Hortense Archambault : le monde mis en scène

Pour les besoins du Festival d’Avignon dont elle est codirectrice, Hortense Archambault parcourt les théâtres du monde. De scène en scène, elle glane des expériences à partager avec ses festivaliers.

« Un sentiment de familiarité… oui, la plupart du temps, c’est ce que je ressens lorsque j’arrive dans un lieu pour y travailler. Dans mon métier, on voyage beaucoup pour rencontrer des personnes habitées par la même passion : le théâtre… Alors, même dans des contextes extrêmement éloignés, comme au Japon, très vite et avec une grande évidence, on évoque les mêmes choses. Ainsi, avec Vincent Baudriller, codirecteur du Festival, nous avons vécu des voyages très marquants à la découverte de l’univers des “artistes associés” que nous mettons à l’honneur, chaque année, à Avignon. Ces périples nous permettent de les percevoir plus profondément… Joseph Nadj, chorégraphe installé à Orléans, originaire de Kanizsa, en Serbie, nous y avait invités. Ce lieu, avec cette ambiance Mitteleuropa si particulière, a fortement imprégné son art. Alors, se retrouver avec lui, tout là-bas, dans son monde, au milieu d’une grande plaine magnifique et au coeur d’histoires incroyables – Attila est passé là ! – vraiment, ce fut un moment merveilleux. Depuis, je comprends mieux une partie de son travail.
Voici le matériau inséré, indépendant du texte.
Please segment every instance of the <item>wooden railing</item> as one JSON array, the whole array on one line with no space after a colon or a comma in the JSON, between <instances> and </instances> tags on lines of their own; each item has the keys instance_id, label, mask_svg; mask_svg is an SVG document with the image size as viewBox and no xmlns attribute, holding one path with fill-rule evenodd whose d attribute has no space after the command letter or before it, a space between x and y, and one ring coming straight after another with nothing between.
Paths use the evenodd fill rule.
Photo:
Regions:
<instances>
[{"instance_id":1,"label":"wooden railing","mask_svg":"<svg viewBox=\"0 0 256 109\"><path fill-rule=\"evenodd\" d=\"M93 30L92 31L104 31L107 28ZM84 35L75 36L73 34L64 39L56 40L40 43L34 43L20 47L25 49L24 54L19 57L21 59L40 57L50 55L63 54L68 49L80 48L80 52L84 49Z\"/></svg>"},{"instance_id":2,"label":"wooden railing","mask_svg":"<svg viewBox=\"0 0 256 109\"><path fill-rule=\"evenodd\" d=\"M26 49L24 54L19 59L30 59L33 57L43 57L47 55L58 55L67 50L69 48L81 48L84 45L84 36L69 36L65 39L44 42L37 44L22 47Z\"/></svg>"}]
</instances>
Avec Wajdi Mouawad, auteur et metteur en scène, nous avons passé une semaine au Liban. Il l’a quitté à l’âge de 8 ans pour la France, puis s’est installé au Canada. Dans son village de naissance, il revoyait toute son enfance : les lieux, les odeurs, les couleurs… Tout à coup, presque miraculeusement, il s’est mis à s’exprimer dans sa langue maternelle, enfouie en lui jusque-là !

Lors de ces voyages, si détachés des contingences habituelles, on “converse” vraiment. C’est d’ailleurs peut-être cela qui m’intéresse le plus dans un voyage : échanger avec les autres, réfléchir, penser d’une manière différente… Bien sûr, les paysages aussi me séduisent. Lorsque je suis allée en Islande, un voyage personnel – même s’il y a aussi un théâtre là-bas ! – je les ai trouvé magnifiques ces paysages, tellement extraordinaires qu’ils en étaient presque imaginaires… On les a déjà beaucoup vus en images, mais être là, c’est tellement différent ! Et puis, on m’avait dit qu’il ferait froid, sombre, pluvieux… En fait, les ciels changent très vite ! Et parce que c’est une île, la luminosité est aussi très particulière, inattendue et inespérée.

Pour réussir un voyage, je crois qu’il faut avant tout être disponible, ouvert aux gens, à la lumière, aux couleurs, aux odeurs, aux saveurs… Je me souviens de celles des fruits exotiques de la Martinique : bananes, coeur de cocotier, patates douces, ananas… On croit les connaître, mais c’est lorsqu’on les goûte sur place qu’on les découvre vraiment !

C’est grâce au voyage que, tout d’un coup, on porte un regard un peu différent sur tout ça. Sur sa vie, son quotidien, ses objectifs aussi… D’une certaine manière, on revient d’un voyage légèrement changé. Un peu comme au sortir d’une représentation qui vous a marqué, qui a relevé de l’expérience ! C’est en cela qu’Avignon, pour moi, c’est un vrai voyage pour les festivaliers ! Je crois que le théâtre, comme le voyage, a quelque chose de cet ordre-là. C’est une autre réalité qui s’ouvre à vous. »

Cinq dates

  • 1970 Naissance le 14 juillet, à Bâle, en Suisse.
  • 1994 Après un DESS de gestion des institutions culturelles obtenu à Dauphine, intègre l’équipe du Festival d’Avignon, comme stagiaire.
  • 1995-1999 Administratrice de production adjointe de l’établissement public du Parc et de la Grande Halle de la Villette.
  • 2003 En septembre, avec Vincent Baudriller, prend la direction du Festival d’Avignon.